DEV Community

Haji Rufai
Haji Rufai

Posted on

Building an African Economic Data Pipeline with Python, DuckDB & World Bank API

Every data engineer knows the struggle: finding a project that's both technically impressive and genuinely useful. Today I'll walk you through AfriData Pipeline — a production-grade ETL system that extracts economic data for all 54 African countries, loads it into a DuckDB analytical warehouse, and serves an interactive dashboard.

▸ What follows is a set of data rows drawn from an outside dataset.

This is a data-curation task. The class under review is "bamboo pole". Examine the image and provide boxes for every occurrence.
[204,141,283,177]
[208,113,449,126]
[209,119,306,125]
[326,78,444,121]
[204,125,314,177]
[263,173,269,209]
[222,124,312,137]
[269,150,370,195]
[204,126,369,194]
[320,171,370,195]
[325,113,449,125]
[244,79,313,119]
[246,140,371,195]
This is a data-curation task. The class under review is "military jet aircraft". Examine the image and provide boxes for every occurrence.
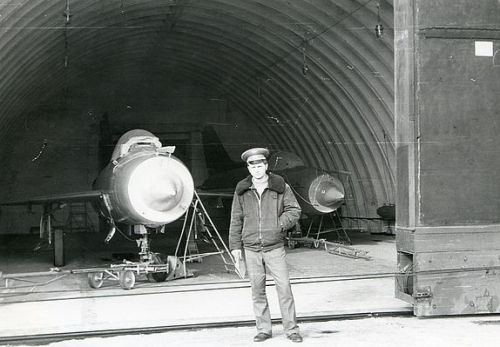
[198,125,346,218]
[1,129,235,288]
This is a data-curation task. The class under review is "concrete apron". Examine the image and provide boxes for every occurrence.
[0,277,411,338]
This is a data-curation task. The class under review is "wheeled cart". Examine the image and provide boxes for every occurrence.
[85,254,188,290]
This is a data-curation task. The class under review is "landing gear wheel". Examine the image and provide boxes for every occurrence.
[147,272,168,283]
[88,272,104,289]
[119,270,135,290]
[146,252,169,283]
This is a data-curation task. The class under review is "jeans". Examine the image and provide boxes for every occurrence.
[245,247,299,336]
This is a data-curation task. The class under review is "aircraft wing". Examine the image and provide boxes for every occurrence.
[196,189,234,198]
[1,190,104,206]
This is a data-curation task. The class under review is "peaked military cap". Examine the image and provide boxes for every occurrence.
[241,147,269,163]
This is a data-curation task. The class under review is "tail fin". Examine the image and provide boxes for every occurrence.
[201,125,243,174]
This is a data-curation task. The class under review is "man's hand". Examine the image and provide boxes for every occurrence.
[231,249,246,279]
[231,249,242,260]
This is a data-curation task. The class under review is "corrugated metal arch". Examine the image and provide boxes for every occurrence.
[0,0,395,219]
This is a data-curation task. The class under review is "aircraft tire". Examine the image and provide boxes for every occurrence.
[147,272,168,283]
[146,253,168,283]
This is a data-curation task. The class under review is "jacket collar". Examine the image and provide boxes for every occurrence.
[235,172,285,195]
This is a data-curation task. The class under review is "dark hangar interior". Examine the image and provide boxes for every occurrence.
[0,0,394,230]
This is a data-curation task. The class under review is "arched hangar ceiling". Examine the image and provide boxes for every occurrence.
[0,0,394,218]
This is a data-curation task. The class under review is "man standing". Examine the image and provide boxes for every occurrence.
[229,147,303,343]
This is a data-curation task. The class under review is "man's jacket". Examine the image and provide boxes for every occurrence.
[229,173,302,252]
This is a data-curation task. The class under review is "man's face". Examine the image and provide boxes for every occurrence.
[247,161,268,179]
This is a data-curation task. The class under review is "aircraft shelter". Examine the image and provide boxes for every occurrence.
[0,0,500,339]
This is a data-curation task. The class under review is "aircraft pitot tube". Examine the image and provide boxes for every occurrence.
[93,130,194,227]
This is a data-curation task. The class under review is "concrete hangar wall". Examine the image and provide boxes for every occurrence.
[0,0,498,317]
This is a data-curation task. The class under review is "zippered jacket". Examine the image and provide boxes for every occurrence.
[229,173,302,252]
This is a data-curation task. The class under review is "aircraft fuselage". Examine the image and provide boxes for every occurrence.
[93,138,194,228]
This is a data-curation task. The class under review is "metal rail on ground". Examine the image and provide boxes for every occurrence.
[0,310,414,345]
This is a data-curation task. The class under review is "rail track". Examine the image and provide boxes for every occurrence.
[2,264,497,301]
[0,309,413,345]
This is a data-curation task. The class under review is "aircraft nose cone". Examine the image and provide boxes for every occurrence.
[316,181,344,207]
[127,155,194,224]
[142,177,180,212]
[309,174,345,213]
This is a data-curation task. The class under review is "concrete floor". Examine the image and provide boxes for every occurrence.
[2,228,499,347]
[0,228,409,339]
[0,226,398,294]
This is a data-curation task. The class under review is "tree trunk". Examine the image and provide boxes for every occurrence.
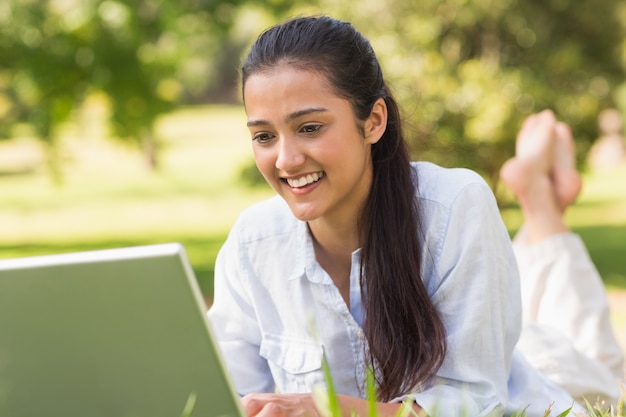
[141,130,159,171]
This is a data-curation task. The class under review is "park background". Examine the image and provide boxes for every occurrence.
[1,0,625,351]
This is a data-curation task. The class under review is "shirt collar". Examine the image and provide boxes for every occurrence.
[287,220,330,284]
[287,221,362,285]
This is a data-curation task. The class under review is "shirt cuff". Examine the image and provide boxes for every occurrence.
[512,232,587,264]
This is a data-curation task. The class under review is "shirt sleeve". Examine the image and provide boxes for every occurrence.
[405,180,522,417]
[207,225,275,395]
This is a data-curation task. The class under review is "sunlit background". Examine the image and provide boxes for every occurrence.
[1,0,625,347]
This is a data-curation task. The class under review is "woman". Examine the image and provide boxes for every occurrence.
[208,15,620,417]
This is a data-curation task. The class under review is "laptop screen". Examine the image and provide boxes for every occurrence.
[0,243,244,417]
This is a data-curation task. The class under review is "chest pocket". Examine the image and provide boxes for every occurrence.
[260,333,324,392]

No paid APIs. No cloud services required. Just Python, DuckDB, and free public data.

Why This Project?

Africa's economy is growing fast, but finding clean, consolidated economic data is surprisingly hard. The World Bank has an amazing free API with 16,000+ indicators — but raw API responses need serious engineering to become useful.

This project demonstrates:

  • ETL pipeline design with proper error handling and retries
  • Dimensional modeling (star schema) in DuckDB
  • Data quality engineering — automated checks for completeness, validity, and freshness
  • Full-stack delivery — from raw API to interactive dashboard

Architecture Overview

World Bank API v2 → Extract (httpx) → Transform (Python) → Load (DuckDB)
                                                               ↓
                                            Export JSON → Static Dashboard (Vercel)
Enter fullscreen mode Exit fullscreen mode

The pipeline processes 13,500 data points (54 countries × 10 indicators × 25 years) in under 50 seconds.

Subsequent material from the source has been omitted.